Black Art Matters Puts Artists of Color in the Spotlight
Austin Justice Coalition's exhibition opens Feb. 17
By Amani Newton,
12:30PM, Fri. Feb. 16, 2018
Part of the way through our interview at Rio Rita, Stephanie Warren, the artist and creative director for the Austin Justice Coalition, casually tosses in that racially charged motto which guides and encapsulates the ideals of generations of upwardly mobile African-Americans: Twice as Good.
It’s a black national proverb that’s found its way out of the mouths of everyone from prime-time soap heroines to the 43rd First Lady of the United States. The essential message is that black folks in this great nation have to and have always had to be twice as good to get half as much or go half as far.

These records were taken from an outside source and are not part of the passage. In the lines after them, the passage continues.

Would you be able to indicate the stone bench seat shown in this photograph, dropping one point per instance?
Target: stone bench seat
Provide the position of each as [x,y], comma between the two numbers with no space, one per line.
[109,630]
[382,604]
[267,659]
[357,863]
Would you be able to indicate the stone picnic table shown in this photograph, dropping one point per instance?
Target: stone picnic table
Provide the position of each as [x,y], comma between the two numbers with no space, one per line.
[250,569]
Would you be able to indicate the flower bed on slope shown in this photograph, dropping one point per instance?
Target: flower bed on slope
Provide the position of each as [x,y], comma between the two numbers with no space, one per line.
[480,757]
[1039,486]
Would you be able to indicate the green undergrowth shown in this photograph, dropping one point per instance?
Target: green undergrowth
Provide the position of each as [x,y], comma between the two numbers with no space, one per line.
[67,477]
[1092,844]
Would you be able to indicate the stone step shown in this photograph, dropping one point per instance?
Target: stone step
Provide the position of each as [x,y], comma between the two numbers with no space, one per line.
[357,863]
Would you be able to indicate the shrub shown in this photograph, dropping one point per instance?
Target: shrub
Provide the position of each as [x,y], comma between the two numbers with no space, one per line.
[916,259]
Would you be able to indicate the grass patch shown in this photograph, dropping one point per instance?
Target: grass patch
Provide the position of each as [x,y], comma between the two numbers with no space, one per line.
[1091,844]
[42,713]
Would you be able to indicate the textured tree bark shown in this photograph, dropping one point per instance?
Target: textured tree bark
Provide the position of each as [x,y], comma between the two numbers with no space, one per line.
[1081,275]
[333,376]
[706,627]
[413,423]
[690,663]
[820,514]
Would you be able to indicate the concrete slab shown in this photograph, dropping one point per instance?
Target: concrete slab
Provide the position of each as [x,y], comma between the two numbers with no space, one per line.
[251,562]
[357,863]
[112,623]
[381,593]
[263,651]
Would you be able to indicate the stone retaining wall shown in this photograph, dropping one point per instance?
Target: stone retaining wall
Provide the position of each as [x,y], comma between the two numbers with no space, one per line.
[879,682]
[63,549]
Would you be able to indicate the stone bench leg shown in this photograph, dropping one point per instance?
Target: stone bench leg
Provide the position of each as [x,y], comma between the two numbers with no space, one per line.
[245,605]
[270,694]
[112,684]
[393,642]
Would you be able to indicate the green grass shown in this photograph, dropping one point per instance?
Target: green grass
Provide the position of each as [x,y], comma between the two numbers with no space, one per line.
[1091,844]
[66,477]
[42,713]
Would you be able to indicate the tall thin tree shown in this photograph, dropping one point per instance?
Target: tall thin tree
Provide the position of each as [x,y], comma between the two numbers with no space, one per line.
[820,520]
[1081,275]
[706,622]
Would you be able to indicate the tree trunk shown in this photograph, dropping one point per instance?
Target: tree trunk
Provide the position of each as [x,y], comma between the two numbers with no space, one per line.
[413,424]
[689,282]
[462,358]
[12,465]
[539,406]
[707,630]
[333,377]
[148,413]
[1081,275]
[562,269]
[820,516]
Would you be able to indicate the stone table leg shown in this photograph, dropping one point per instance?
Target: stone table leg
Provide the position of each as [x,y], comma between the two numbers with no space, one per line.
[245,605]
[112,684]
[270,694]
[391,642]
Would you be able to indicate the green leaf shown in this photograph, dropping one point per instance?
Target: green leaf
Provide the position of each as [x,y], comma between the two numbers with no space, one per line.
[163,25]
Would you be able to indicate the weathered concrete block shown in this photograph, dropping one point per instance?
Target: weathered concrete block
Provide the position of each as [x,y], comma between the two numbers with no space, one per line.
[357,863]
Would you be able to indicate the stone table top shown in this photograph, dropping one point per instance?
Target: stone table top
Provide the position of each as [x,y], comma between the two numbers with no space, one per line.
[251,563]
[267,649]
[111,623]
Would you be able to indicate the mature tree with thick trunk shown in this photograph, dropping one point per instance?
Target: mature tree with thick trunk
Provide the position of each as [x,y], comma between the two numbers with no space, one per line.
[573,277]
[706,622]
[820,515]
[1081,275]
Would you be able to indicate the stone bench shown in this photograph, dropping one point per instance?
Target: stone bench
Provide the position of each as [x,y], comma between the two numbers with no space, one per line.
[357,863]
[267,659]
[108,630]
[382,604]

The numbers back this up: After hundreds of years of slavery, failed reconstruction, Jim Crow, redlining, and other racist housing policies, the average black American family has amassed just $5.04 in wealth for every white American family’s $100.

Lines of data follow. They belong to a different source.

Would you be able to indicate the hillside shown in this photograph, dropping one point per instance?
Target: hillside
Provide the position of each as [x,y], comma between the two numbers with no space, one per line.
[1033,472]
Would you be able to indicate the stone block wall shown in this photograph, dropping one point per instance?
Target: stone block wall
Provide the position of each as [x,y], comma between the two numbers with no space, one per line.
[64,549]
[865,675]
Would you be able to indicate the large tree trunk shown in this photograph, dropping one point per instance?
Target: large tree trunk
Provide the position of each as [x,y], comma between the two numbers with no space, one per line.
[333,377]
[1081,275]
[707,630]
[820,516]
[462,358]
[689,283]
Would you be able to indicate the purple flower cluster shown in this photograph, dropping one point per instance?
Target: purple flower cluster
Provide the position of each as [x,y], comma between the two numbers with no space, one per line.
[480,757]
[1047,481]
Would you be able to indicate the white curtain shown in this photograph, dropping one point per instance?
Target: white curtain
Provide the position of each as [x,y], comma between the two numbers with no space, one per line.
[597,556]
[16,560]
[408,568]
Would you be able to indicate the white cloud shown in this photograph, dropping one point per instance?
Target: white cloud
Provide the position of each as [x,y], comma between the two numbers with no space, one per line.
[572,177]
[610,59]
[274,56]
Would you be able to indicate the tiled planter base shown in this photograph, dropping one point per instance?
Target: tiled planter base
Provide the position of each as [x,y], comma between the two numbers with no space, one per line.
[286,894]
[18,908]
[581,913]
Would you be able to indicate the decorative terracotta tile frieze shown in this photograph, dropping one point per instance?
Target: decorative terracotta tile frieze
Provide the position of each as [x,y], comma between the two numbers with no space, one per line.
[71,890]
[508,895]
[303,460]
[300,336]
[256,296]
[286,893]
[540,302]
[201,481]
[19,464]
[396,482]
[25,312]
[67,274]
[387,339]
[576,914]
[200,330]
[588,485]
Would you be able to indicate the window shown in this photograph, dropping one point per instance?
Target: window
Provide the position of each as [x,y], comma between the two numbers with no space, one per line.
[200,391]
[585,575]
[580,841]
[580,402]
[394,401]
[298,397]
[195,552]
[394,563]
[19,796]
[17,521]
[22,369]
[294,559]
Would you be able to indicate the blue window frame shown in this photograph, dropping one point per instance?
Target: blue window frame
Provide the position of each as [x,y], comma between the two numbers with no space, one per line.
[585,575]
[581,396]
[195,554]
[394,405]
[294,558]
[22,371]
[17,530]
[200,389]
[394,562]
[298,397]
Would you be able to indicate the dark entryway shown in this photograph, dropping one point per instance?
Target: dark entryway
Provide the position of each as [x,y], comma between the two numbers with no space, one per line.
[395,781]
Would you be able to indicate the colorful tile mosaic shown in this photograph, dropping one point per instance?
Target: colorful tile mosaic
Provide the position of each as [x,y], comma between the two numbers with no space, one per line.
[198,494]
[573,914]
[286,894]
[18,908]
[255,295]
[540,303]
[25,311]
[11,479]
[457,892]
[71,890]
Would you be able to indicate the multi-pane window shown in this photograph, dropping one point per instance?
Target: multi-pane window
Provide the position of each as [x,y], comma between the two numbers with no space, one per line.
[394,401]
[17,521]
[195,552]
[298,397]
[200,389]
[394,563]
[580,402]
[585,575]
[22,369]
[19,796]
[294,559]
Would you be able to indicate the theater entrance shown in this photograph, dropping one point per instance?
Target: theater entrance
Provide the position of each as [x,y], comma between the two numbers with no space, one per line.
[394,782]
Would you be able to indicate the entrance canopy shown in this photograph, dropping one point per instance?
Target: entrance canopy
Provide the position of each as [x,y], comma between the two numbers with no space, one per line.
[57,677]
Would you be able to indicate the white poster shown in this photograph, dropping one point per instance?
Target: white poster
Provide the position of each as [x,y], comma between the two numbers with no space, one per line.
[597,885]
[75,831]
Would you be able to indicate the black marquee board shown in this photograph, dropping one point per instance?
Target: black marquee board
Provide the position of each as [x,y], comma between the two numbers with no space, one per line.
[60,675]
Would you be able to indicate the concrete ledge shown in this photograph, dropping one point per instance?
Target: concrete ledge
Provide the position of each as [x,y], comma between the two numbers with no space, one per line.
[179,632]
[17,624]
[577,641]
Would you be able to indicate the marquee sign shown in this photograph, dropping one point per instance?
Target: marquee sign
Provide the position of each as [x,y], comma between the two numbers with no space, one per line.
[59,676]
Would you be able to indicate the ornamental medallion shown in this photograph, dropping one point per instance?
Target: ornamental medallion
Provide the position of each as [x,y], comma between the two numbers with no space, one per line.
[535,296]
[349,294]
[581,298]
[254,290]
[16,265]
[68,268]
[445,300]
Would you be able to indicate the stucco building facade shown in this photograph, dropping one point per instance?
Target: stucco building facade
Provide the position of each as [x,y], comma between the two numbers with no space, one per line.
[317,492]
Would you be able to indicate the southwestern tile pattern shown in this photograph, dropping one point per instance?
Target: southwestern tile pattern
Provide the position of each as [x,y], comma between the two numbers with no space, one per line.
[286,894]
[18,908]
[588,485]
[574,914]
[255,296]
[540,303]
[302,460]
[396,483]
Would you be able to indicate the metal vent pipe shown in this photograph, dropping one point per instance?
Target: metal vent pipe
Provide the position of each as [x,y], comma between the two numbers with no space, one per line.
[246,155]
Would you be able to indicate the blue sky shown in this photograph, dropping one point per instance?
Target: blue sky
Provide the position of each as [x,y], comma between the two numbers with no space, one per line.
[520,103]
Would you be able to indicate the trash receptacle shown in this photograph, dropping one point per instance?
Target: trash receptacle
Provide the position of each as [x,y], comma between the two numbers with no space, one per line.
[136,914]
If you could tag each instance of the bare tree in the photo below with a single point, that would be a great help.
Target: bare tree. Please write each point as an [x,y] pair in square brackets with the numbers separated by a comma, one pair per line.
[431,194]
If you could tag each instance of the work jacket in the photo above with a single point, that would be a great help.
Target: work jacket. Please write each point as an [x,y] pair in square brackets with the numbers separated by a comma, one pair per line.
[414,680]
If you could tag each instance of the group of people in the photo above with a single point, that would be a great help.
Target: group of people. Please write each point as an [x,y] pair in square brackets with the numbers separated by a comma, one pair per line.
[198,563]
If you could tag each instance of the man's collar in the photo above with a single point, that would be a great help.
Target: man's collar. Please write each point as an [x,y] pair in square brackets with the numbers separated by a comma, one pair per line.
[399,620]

This wealth gap affects essentially every facet of African-American life. The drive to create art is as mysteriously endowed and egalitarian as it gets; however, who gets the opportunity to really participate in the multi-billion dollar global art industry has everything to do with historical access to money and institutions of power. That’s something Warren and Chas Moore, the founder and executive director of the AJC, understand all too well.
“I know what being a black artist is like here in Austin,” Warren tells me. “All the artists in the show are doing it on their own already, but we still want to provide a space for them to have exposure. They all are doing the things they have to do. They have a website, they pursue opportunities on their own, but they don’t necessarily get all the best opportunities as a person of color. People don’t know about them. AJC has a very big, very diverse following, a very affluent following actually. This seemed like a good way to get some people who, while they are doing it, may still be struggling. And so here’s a place where we can get them all together, talking to people who have money.”
The show, which was curated by Warren and Miriam Conner, showcases an assortment of forms, chosen for their coherence of quality. Already on display during my visit were pieces from the artist Arielle Austin, an abstract painter whose last exhibition at the Carver Center in San Antonio showcased her series Soul Food, acrylics on canvas inspired by Southern recipes. Her Southern Fried Cabbage manages to evoke the texture and colors of the namesake vegetable. Those looking for more politically inspired art can check out the pieces by Jean-Pierre Verdijo, including a mixed-media collage which superimposes the iconic Baton Rouge protest photo of Ieshia Davis staring down militarized police in a flowing sundress over a collage of famous black women. In addition to the opportunity to purchase on of the pieces (all proceeds go directly to the artists), guests will also have the opportunity to participate in a silent auction, proceeds from which benefit upcoming programs at the AJC.